Claire moved immediately, stepping toward them with alarm.

Freddy had only seen the sweetness of Oliver, had only enjoyed him at his most charming. This could rupture everything, and Oliver would feel it. He would know it was because he had made a mistake.

Freddy himself, as though he was anticipating her rescue, looked across the room at her for a single, lightning-fast moment, and shook his head. He shook his head! As though to stop her. And despite every bone in her body screaming at her to go save her child, she did stop.

She waited.

She watched.

Freddy knelt, holding the boy’s hands, and said something to him as the tears started to pour down Oliver’s bright red face, asthe motions of panic moved his feet to stomp and his breathing to hiccup.

They looked around on the floor together for the cufflink, which had bounced away into the ether at the gesture. Oliver tried to tug himself away, tried to collapse onto the floor to crawl around for it, still gasping for air, still crying and sniffling and making a grand mess of himself.

Freddy let him look, creeping forward on his own knees to peer around, but it was already so dark. It was already so dark, and the candlelight in the aisle was casting too many shadows for the search to be anything at all but hopeless.

Freddy took out his own handkerchief to dab at Oliver’s face, to wipe his messy nose, even! Claire balked at that. She balked that Freddy would do something that would repulse most other men.

And then Freddy took off his other cufflink and grinned at his son. He threw it like he was rolling his dice, into the dark shadows under the pews, and held his hands up as though his suit was much improved now, without the links.

Oliver stared. He looked just as baffled as Claire felt, but the staring had stilled him. It had stopped the onslaught of a panicked tantrum. His face was still red and tear-streaked, but the sequence had been interrupted.

He looked around on the ground as though the cufflinks might roll back out and attack him. He couldn’t quite believe what had just occurred.

And around them, people were still filing in, still filling the church as though nothing at all extraordinary was happening at their feet.

When Freddy stood back up, he left his handkerchief in Oliver’s little hand and offered his own for the other to hold. He walked down the candlelit aisle and looked directly at Claire, like he was the bride and she the groom, waiting to receive a lifetime of love.

She wanted to move, to dive into a pew, to avoid this perverse reversal, but she couldn’t. She didn’t remember bringing a hand up to cover her mouth, but as soon as she realized she had, she dropped it. She walked backward because she could not turn, and when they reached her, she could not look away from him. She couldn’t tear herself from his eyes.

“He is all right,” Freddy assured her softly. “He’s a good boy.”

She looked down at his hands, at his loose cuffs dangling over his knuckles like a frilly night rail, and she had to swallow down her own hiccup, her own cache of tears. She looked back at Freddy with something that tied confusion to gratitude, and said, “He is. He is a very good boy.”

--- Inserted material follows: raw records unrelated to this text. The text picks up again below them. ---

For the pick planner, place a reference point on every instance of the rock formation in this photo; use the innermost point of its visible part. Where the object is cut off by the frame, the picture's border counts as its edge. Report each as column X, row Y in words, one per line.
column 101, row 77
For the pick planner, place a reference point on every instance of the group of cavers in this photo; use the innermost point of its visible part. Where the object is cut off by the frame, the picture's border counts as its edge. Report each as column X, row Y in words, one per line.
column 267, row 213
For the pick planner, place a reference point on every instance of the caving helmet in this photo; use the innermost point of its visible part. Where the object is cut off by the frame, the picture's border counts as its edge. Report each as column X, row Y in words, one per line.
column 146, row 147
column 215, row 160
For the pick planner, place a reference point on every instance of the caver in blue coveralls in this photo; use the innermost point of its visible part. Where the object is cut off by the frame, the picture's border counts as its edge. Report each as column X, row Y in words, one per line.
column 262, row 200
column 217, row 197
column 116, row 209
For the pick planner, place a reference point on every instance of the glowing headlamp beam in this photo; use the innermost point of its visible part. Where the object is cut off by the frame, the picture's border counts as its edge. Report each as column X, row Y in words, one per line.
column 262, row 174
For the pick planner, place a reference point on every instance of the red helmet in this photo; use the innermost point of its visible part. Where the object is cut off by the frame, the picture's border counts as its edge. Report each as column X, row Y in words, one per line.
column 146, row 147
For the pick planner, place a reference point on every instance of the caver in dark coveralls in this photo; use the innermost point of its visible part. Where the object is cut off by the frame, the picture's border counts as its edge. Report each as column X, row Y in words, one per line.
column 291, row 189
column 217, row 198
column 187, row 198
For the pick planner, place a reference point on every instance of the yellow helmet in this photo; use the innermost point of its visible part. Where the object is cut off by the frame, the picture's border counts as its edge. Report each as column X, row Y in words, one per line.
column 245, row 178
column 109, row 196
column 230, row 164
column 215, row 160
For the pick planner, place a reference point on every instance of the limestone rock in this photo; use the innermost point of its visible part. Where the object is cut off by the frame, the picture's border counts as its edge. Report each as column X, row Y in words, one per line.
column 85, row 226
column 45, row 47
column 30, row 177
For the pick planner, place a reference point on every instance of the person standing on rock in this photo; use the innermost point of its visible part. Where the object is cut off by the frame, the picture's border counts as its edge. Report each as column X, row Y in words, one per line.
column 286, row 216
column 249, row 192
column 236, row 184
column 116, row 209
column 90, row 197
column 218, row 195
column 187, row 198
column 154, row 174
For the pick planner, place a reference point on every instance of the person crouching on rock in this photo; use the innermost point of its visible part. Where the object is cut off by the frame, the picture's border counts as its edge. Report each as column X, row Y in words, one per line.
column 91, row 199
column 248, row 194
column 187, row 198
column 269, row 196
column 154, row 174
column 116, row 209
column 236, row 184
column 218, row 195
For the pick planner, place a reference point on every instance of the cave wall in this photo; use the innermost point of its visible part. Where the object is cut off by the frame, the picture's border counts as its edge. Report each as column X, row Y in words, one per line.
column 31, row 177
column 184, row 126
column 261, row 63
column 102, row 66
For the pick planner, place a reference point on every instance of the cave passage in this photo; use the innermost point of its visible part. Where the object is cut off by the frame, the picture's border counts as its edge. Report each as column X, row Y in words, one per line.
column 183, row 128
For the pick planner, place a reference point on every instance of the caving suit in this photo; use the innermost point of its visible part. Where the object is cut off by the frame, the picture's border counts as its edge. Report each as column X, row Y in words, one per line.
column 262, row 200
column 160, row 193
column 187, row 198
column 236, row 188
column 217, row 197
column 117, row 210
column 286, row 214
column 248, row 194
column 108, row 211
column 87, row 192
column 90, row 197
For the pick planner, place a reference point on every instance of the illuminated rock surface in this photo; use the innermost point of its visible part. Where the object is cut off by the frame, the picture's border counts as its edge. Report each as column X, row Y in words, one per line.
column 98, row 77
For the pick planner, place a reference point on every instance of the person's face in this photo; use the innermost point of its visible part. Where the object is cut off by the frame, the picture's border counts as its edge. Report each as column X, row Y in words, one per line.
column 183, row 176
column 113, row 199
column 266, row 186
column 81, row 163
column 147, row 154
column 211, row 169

They sat together on that pew. The powerless pew she had looked at before. Oliver sat between them, clutching the handkerchief like it was a life raft, deep at sea. His breath continued to stutter, but he did not dissolve into tears again. He did not seem to worry at all. He looked at his own feet and he held the cloth token and he eventually steadied himself, much like Claire herself did when she felt overwhelmed.

She wondered, touching his head, if he told himself to breathe. If he counted the seconds. If he asked his heart to slow. She wondered if she was enough a part of this little miracle of a child that he did those things, just like she did.

She looked up at Freddy one more time, just as the wedding march began to play, and mouthed to him, “thank you.”

He shook his head, giving her that little half-smile again, the one that was real, and then he stood and turned to await the reveal of his mother, the bride, at the doors.

She glowed, Claire realized. The night sky behind her with the lights of the carriage in the distance, combined with the candlelit aisle, created the most incredible visual effect. Her gown, a rich sea green with delicate blue beads, glimmered as she walked, changing like a mirage with each new source of light, each new glow of a candle’s embrace.

She was just as enraptured as everyone else. She could not look away.

Patricia’s hair shone like thread of gold, her skin gleamed like ivory, and her smile broke a thousand hearts.

And when she reached her husband at the end of her journey, when the toes of her slippers met the line of the altar, they all suddenly remembered to breathe again. They all slowly fell back into their seats, dazed at what they had just witnessed.

Even through the vows, through the mixing of English and Portuguese, through the expressions of love and devotion, Claire remained stunned. She remained rapt.

And when she cheered at the end, when they sealed their bond with a kiss, when she applauded and cried out in favor of the promise of true love, she meant it.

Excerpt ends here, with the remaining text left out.